Mahmoud Dicko: Mali’s new political force to be reckoned with

Mali ,Sahara

Published on Thursday 19 September 2019 Back to articles

Mahmoud Dicko — who stood down in April after 11 years as president of the High Islamic Council of Mali — appears to be a resurgent force in Malian politics.

Back in 2010, he was preaching against the high levels of corruption in government circles and the damage that it was doing to the country. Since then the problem has only got dramatically worse.
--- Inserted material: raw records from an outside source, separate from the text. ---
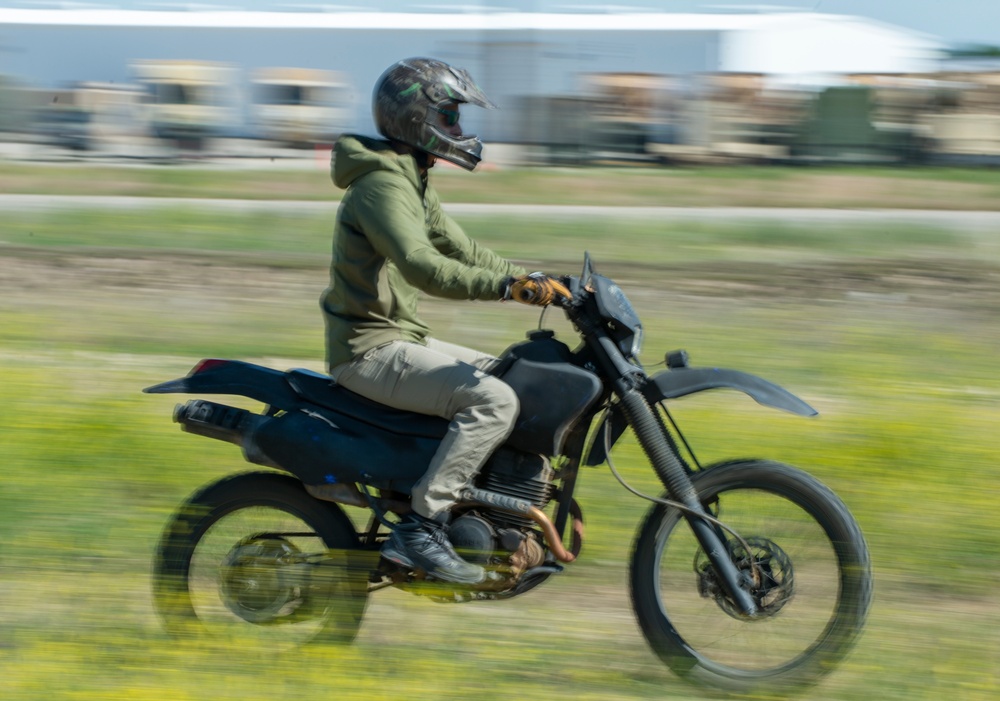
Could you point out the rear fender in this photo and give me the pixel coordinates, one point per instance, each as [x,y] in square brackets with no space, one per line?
[234,377]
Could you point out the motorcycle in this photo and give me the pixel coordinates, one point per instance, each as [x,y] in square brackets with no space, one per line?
[746,575]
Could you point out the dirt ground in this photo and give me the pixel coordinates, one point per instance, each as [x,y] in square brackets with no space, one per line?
[957,285]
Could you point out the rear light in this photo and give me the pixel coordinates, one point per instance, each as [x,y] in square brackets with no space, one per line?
[208,364]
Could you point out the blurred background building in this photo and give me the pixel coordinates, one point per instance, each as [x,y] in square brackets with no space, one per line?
[632,87]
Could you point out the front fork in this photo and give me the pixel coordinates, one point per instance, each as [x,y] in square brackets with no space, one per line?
[651,432]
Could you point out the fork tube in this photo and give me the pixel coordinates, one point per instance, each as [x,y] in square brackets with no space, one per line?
[650,431]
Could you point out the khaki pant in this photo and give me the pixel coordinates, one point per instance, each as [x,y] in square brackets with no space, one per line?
[446,380]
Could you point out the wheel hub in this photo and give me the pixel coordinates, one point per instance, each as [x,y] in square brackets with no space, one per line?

The 65 year old Dicko still continues to preach: against corruption; for the need of better governance; and a range of other issues that have major bearings on the religious and moral concerns of many Malians. As the High Islamic Council’s president, he was influential but was unable to speak about the country’s day-to-day politics. Now, however, he is free to comment on political matters and pursuits.

On 7 September he founded the Coordination des mouvements, associations et sympathisants (CMAS) and has become a political leader.

Dicko embodies the Wahhabi doctrine from Saudi Arabia where he studied the hardline current of Islam which is the opposite of the Maghreb and West Africa’s more tolerant majority Maliki rite school of Islamic thought.

Dicko is, however, no advocate of jihadism. By contrast, as the war against the terrorist groups has continued, the more vocal he has been about the government’s failures and he now has a major and growing following. In March, he organised a crowd of nearly 100,000 in Bamako ‘to pray for peace’ and thousands of other people listened outside or on the radio.

For Dicko, the country’s primary problem is one of governance. He sees bad governance — riddled with endemic corruption — as having brought Mali to its present desperate plight. His political fight is with those who ‘have betrayed the Malian people’. It is to them, he says, that he addresses himself, as when he denounced open and endemic corruption and called for the prime minister’s resignation in March.

Dicko is a growing problem for President Ibrahim Boubacar Keïta (IBK), Prime Minister Soumeylou Boubèye Maïga and most of Bamako’s political elite. He says what the Malian people know and understand, and is able to mobilise support which is why he is now known as ‘the imam of the people’.

Most Malian people do not want a rigorous or radical Islam. But they do want what Dicko has to offer: improved governance. It is also Dicko who holds out the best hope of positive dialogue with the jihadists.

It is still early days for his CMAS — which is scarcely even two weeks old — but it presents a very real threat to IBK, the government and the Bamako elites. It is likely to be a political force to be reckoned with in Mali’s immediate political future.